Janresseger: Why Do So Few College Students Want to Be Teachers?
At the end of a wise and eloquent article Mike Rose, UCLA professor and expert on teaching, wonders how things would be different if—since the No Child Left Behind Act was signed into law in 2002 as the culmination of a love affair with testing, data, and business accountability—we had instead invested in supporting teachers, making classes smaller, and hiring staff to ensure that children whose lives are dominated by their economic circumstances can have their needs met adequately so that they can learn:
“What if reform had begun with the assumption that at least some of the answers for improvement were in the public schools themselves, that significant unrealized capacity exists in the teaching force, that even poorly performing schools employ teachers who work to the point of exhaustion to benefit their students? Imagine, then, what could happen if the astronomical amount of money and human resources that went into the past decade’s vast machinery of high-stakes testing—from test development to the logistics of testing at each school site—if all that money had gone into a high-quality, widely distributed program of professional development… Imagine as well that school reform acknowledged poverty as a formidable barrier to academic success. All low-income schools would be staffed with a nurse and a social worker and have direct links to local health and social service agencies… My proposals do not address all that ails our schools…. But they do move us away from the current model of reform and closer to the immediate needs of teachers and students.”
One very important thing that might be different is a new trend among college students not to major in education. National Public Radio reported last week: “Several big states have seen alarming drops in enrollment at teacher training programs. The numbers are grim among some of the nation’s largest producers of new teachers: In California, enrollment is down 53 percent over the past five years. It’s down sharply in New York and Texas as well. In North Carolina, enrollment is down nearly 20 percent in three years… Why have the numbers fallen so far, so fast?… The list of potential headaches for new teachers is long, starting with the ongoing, ideological fisticuffs over the Common Core State Standards, high-stakes testing and efforts to link test results to teacher evaluations. Throw in the erosion of tenure protections and a variety of recession-induced budget cuts, and you’ve got the makings of a crisis.”
The National Education Association reports that teachers’ salaries on average are not growing. “Over the decade from 2002-2003 to 2012-2013, in constant dollars, average salaries for public school teachers changed -3.2 percent… Thirty-four states saw real declines in average teacher salaries over those years, adjusting for inflation. Those with average salaries declining 6 percent or more: North Carolina (-15 %), Indiana (-12.3%), Illinois (-9.5%), Florida (-8.9%), Michigan (-8.8%), Georgia (-8.5%), Washington (-8.5%), Colorado (-8%), West Virginia (-6.9%), and Mississippi (-6.2%).”

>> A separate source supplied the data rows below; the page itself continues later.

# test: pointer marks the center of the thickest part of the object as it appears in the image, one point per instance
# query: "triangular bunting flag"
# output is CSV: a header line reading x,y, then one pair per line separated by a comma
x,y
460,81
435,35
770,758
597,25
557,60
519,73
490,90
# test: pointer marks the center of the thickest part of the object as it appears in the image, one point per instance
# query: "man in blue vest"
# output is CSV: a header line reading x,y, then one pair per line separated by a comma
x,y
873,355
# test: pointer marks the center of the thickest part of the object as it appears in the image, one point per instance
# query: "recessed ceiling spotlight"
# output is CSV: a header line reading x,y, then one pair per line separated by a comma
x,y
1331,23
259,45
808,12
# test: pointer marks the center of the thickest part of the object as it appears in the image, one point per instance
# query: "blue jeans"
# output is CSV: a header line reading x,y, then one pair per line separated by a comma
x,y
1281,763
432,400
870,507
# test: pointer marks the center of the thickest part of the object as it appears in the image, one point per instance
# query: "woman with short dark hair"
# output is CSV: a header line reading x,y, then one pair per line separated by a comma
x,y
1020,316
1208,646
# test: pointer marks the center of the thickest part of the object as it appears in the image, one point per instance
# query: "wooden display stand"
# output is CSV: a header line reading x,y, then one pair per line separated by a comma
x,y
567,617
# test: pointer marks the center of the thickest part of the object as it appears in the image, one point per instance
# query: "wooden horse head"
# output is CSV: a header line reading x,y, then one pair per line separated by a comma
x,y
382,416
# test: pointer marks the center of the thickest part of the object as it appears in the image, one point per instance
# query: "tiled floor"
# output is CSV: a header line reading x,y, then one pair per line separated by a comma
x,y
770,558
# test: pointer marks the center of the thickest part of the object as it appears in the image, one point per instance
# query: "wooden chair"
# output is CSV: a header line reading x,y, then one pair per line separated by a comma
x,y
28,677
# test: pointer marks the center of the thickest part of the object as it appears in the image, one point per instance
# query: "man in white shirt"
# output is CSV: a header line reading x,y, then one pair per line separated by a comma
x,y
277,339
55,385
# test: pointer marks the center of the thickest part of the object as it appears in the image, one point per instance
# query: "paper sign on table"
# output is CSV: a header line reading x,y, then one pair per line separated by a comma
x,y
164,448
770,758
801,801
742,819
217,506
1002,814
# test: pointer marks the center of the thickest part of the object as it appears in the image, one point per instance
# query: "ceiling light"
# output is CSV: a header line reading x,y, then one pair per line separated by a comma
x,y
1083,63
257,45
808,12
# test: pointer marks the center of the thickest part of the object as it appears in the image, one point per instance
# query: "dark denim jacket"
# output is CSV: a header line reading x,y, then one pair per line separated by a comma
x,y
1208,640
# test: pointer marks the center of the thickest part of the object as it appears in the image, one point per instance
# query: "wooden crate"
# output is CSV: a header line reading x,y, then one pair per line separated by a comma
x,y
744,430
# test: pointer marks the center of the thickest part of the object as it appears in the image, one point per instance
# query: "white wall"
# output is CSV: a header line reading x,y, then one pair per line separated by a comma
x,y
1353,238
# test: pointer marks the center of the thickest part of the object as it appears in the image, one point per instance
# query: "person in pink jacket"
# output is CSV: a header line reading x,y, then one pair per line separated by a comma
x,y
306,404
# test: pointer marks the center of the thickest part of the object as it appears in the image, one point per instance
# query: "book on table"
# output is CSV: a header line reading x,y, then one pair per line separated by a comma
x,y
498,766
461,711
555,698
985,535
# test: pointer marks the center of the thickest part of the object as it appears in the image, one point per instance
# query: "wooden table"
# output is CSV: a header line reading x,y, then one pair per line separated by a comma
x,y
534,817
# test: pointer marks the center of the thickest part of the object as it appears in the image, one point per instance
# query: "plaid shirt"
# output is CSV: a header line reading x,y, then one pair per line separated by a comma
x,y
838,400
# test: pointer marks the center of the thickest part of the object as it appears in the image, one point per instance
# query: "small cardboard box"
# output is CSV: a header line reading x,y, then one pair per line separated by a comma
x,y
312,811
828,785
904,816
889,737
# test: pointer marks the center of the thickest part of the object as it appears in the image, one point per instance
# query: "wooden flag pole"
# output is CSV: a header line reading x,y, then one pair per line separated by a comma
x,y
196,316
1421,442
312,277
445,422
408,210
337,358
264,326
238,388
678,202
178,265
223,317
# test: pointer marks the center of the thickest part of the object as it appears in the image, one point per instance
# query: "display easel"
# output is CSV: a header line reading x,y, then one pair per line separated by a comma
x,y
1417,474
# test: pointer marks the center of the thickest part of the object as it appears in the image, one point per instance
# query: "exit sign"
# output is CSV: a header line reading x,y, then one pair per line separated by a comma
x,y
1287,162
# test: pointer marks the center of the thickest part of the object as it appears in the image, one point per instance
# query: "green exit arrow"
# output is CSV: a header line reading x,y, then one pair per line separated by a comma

You might imagine that the alternative programs like Teach for America’s five-week summer crash course might make up the difference,but you would be wrong. Teach for America (TFA) is a relatively small program with 5,300 teachers placed last school year, compared to the over three million public school teachers across America. But TFA is not growing; it is getting even smaller. TFA expects to miss its recruitment mark for next fall by 25 percent. TFA is closing its training programs in New York and Los Angeles.
These days it is trendy to blame and scapegoat school teachers for disparities in test scores that are more likely correlated with growing economic inequality and segregation of schools along the lines of family income. Mike Rose concludes that all the talk about school reform these days exacerbates the attacks on teachers: “More generally, the qualities of good work—study and experimentation, the accumulation of knowledge, and refinement of skill—are thinly represented in descriptions of teacher quality, overshadowed by the simplified language of testing… These attitudes toward experience are rooted in the technocratic-managerial ideology that drives many kinds of policy, from health care to urban planning to agriculture: the devaluing of local, craft, and experiential knowledge and the elevating of systems thinking, of finding the large economic, social, or organizational levers to pull in order to initiate change. A professor of management tells a University of California class of aspiring principals that the more they know about the particulars of instruction, the less effective they’ll be, for that nitty-gritty knowledge will blur their perception of the problem and the application of universal principles of management—as fitting for a hospital or a manufacturing plant as a school. This dismissal of classroom knowledge fits with the trendy discourse of innovation and creative disruption… asserting that it will take entrepreneurial outsiders to change the system.”
We certainly ought to be alarmed, but why would we be surprised when fewer young people seek careers as school teachers? They are getting the message. Our society now conceptualizes teaching merely as adding value by pouring into each child’s head the big publishers’ canned curriculum that is coordinated with the standardized tests they also publish. Our law makers adopt policies that ignore what teachers do and describe teachers’ work in business-school terms. The Bill and Melinda Gates Foundation invests $45 million to develop teacher evaluation systems based on econometric formulas that are blind to the human part of teachers’ work with children. We pay teachers less, and state governments seek to destroy their unions and thereby undermine due process and career protections. Our lexicon seems even to be losing the words that would value the time and energy and expertise school teachers expend day after day to help our children realize their promise.